How to make the OO /u/ vowel
Let’s first talk about how to make the OO vowel.
Even though the OO vowel is a monophthong, which means there is only one vowel sound, native speakers pronounce this vowel with two lip positions. At the beginning of the vowel, the lips are more relaxed. Then as you progress through the vowel, the lips round into a tight circle. So you can think of the OO vowel as having movement in the lip placement. The lips begin as more relaxed, and then the lips move into a tightly rounded position.

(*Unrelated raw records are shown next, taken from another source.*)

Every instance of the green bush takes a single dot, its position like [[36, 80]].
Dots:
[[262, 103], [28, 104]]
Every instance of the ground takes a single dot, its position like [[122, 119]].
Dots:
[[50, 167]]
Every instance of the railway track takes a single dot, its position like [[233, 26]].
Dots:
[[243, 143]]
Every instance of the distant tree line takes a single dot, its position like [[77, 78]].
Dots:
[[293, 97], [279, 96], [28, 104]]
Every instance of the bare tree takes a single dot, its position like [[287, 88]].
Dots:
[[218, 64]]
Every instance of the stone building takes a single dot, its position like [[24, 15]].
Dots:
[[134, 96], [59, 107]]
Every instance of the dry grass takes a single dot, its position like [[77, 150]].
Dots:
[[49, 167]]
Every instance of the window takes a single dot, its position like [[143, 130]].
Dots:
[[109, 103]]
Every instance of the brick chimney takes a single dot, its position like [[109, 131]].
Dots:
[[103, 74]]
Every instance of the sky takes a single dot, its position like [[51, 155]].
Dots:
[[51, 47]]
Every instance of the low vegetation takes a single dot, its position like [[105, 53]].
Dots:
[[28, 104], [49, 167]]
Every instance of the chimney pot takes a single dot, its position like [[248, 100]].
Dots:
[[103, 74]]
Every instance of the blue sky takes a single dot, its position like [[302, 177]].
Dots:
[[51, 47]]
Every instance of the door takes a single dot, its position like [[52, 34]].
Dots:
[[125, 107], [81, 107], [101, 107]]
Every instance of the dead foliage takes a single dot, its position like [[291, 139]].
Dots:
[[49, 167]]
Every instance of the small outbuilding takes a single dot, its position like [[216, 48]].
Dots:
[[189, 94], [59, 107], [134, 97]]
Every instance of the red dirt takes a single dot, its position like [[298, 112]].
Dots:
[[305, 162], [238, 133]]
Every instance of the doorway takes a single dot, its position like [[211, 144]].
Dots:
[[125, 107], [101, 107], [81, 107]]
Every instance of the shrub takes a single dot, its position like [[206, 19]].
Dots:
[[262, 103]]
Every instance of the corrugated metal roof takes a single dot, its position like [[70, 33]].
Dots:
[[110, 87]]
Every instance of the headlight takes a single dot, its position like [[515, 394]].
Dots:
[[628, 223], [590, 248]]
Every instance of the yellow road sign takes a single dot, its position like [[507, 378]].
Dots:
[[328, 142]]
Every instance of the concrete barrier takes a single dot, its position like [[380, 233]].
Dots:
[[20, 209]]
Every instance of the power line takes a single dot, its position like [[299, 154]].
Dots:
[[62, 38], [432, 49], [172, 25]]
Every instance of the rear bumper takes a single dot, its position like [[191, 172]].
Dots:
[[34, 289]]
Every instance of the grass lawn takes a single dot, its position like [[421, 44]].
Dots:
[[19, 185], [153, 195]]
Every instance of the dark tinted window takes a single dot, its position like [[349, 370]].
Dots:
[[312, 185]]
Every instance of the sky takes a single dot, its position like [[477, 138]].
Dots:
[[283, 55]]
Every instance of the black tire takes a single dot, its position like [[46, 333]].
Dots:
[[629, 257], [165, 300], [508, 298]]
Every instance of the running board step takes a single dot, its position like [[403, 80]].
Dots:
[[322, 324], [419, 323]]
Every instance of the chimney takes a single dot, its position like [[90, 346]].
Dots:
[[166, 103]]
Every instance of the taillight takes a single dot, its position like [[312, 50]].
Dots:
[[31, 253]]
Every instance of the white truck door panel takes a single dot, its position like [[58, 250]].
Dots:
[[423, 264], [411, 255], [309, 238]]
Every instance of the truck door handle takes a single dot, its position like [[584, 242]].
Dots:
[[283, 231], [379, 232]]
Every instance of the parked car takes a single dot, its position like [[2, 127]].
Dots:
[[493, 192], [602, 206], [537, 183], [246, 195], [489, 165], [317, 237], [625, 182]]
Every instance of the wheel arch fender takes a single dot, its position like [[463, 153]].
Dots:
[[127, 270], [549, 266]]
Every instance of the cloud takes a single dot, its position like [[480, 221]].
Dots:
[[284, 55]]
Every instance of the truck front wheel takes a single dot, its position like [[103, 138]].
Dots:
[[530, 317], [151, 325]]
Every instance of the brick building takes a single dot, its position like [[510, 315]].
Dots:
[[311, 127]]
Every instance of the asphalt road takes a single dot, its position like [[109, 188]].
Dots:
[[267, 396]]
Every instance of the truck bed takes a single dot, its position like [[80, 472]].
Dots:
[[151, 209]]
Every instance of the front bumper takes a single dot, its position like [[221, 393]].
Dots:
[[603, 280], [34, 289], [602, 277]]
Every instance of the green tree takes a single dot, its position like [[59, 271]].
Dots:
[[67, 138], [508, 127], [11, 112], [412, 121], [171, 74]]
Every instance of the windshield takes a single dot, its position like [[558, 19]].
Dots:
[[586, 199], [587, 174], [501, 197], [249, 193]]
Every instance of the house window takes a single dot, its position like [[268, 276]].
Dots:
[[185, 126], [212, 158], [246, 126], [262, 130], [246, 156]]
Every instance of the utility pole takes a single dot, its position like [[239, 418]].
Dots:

Now let’s see the OO vowel in a word like too. Notice how the lips are more neutral at the beginning of the vowel, and then they round into a tight circle at the end of the vowel.
When the OO vowel comes at the end of a word, native English speakers will hold out the vowel, just a bit longer, and the voice will glide down. OO. Too. It’s not OO with a short, flat voice. It’s OO, with an elongated vowel that glides down at the end. OO. Too.
This is called gliding, as the vowel glides down in pitch when it occurs at the end of a word. This might be different than how the OO vowel is pronounced in your native language. For example, in Spanish, the word tú is said with a shorter OO vowel. Tú. But in English, the word too has a longer OO vowel that glides down in pitch at the end. Too.
Stressed OO /u/ vs. unstressed OO /u/
When the OO vowel is in a stressed syllable, the pitch of the voice glides up and then down. OO. Too. But when OO is in an unstressed syllable, the pitch of the voice may be flatter, and the vowel may be said faster and at a lower pitch. OO. The OO vowel is unstressed in a word like duet.
On the left is the stressed OO vowel in the word too, and on the right is the unstressed OO vowel in the word duet. Notice how the lip position is identical - both vowels are made with tightly rounded lips. But the unstressed vowel may still sound different from the stressed vowel because the unstressed vowel will be said at a lower pitch and volume, and may also be said faster than the stressed vowel.
Stressed OO. Too. OO. Unstressed OO. Duet. OO.
Practice words and sentences
Here are some practice words and sentences.
Shoes. OO. Shoes.
Put your shoes on, please.
Zoo. OO. Zoo.
The San Diego Zoo is the best!
Igloo. OO. Igloo.
I’ve never slept in an igloo.
Cashews. OO. Cashews.
I love to eat cashews.
Blue. OO. Blue.
The blue sky is beautiful today.
Canoe. OO. Canoe.
Let’s take the canoe out onto the lake!